Released: 7/10/2013 DVD/BLU- RAY
Jason Trost, writer, director, and actor on All Superheroes Must die introduces the film with a warning and an apology. He points out that the films poster and cover art are a bit deceptive. The marketing people seem to be trying to sell this as the next Spiderman, or at the very least Chronicle. But to suggest to people that this is an epic action movie with helicopters and skyscrapers is misleading at best, and an outright lie at worst! What we have instead is a micro budget drama that favours talk instead of action and endeavours to look at the inner conflicts of its characters. Trost wants you to know this, and is sorry if you came expecting something different.
The story concerns a group of four Superheroes who find themselves at the mercy of the villainous Rickshaw (Remar). Drugged and stripped of their powers they are forced to play a vicious game where failure will mean death, not only for them but for a town full of innocent civilians that Rickshaw has rigged to explode.
All Superheroes Must Die (previously known as VS.) initially sets itself up like a low budget horror movie rather than a superhero fantasy. Taking its cue from the Saw franchise, it drops the viewer straight into the middle of the situation, and we learn about the characters through their interactions, and reactions to events rather than long drawn out origin stories. With neither the money or the time to waste, the movies immediacy is one of its strengths and helps, early on at least, to paper over some of its shortcomings.
Trost clearly has the best of intentions and has put his all into to making this a workable movie. Considering that the whole thing was thrown together in about four weeks, and for less than most people earn in a year, he should be extremely proud of what he has managed to achieve. The screenplay is surprisingly good at times and its attempts to look at the inner conflicts of characters with superpowers has a few sparks of originality. An attempt to examine the dynamics of hero and sidekick is particularly bold, and tap into something that may have made the whole movie more interesting had it been developed more. There are also sudden sparks of unexpected brutality when it becomes a game of survival, and the idea that super heroes aren’t always about self- sacrifice is a smart, fascinating notion.

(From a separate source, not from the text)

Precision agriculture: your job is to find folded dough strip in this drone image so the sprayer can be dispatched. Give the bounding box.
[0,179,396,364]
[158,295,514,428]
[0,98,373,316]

But ultimately, for all its good ideas and intentions, its limitations pull it down. The action scenes are often very clunky, and prove distracting rather than exciting. Visually it looks pretty good, and the hand held camera work gives it a sense of gritty realism, but the characters themselves look cheap. Whilst this is possibly part of the point, it’s hard to escape the feeling that it is simply what was available at the time. The acting is a cut above the usual low budget standard, but isn’t strong enough to carry the films bigger ideas. This probably has more to do with a lack of time and development than a lack of competence, but it means that some of the films more important moments lack the emotional poignancy to really hit hard.
There is enough here to suggest that Jason Trost is a talent to watch. Whatever the films shortcomings, it manages to hold the attention until the end. It’s not a terrible movie, neither is it by any means a great one. But it deserves a little attention, and in its own small way is something of an achievement.